軽量なろうリーダー

作品タイトル不明

チビたちが進化

「さて、第二陣は殲滅したが次は本気で攻めてくるかな?」

「多分ね」

程なくして大量のネームドモンスターや高ランクモンスターの集団が攻めてきた。

ざっと数千匹ってところか。やはりこういった物量戦ではダンジョンマスターの数が物を言う。

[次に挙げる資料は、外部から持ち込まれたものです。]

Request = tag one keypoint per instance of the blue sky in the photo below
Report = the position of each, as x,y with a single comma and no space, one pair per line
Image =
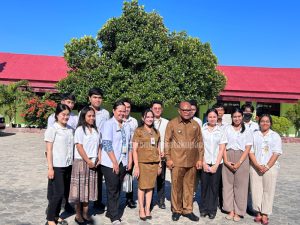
244,33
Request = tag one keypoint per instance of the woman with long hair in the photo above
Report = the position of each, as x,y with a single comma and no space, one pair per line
235,172
146,156
214,145
87,156
59,153
267,147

「どうでもいい奴らは第三迷路に誘い込んでチビ共の経験値にするか…………こいつとこいつ…………それとこいつも生け捕り」

俺は数十体のモンスターを指差した。

鑑定したところ、こいつらはジョーカーやその配下のダンジョンマスターにとって大切なモンスターのようだ。

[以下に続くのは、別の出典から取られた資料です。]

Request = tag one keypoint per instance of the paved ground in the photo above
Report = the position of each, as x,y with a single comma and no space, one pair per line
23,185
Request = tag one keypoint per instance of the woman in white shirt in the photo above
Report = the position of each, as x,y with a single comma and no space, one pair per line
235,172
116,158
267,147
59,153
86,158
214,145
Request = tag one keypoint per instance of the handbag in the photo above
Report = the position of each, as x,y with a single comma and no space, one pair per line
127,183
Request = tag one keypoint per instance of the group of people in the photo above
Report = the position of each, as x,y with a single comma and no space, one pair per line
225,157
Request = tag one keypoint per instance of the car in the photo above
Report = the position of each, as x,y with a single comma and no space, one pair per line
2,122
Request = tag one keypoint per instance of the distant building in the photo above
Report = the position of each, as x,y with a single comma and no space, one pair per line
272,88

生かしといて同盟になった時に恩を売るにはちょうどいい。

信用できる仲間や家族同然のモンスターを殺したら、せっかく仲間になってもしっかり働いてくれはしないだろうからな。

わざわざ恨まれるような事はしたくない。

「それは良案ですね」

ソランは俺の真意を見抜いてたみたいだ。老師を見ると彼もニッコリと笑って頷いた。

この二人は既に俺たちとダンジョンバトルの会議に参加してもらっている。

ぜひ参加させて欲しいと頼まれたし、彼らの意見も聞いてみたかったからだ。

「決まりだな。第二迷路のスライムたちは隠れさせよう」

チビ共の助っ人として、一パーティーにヒューマンスライムとアダマンタイトゴーレムスライムを一匹ずつ付けて放っておくと、着実に敵モンスターを一体ずつ倒したり捕獲していったりした。

ヒューマンスライムがスマホでやり取りして、敵を孤立させたり、他のパーティーと挟み撃ちをしたりとなかなかいい連携をとってた。

やはり戦いってのは情報を制した方が勝つんだな。

ドラドラたちのパーティーは五体目を倒した辺りで進化できるレベルになって、ドラドラはリトルドラゴンに、リーヴァはリヴァイアくん、ヤキトリはシェニックスとなった。

みんな体が二回りも大きくなってる。もう頭には乗せないぞ。

他のモンスタースライムたちも順調に進化してきている。

半数以上が倒された頃、やっと敵は撤退を始めた。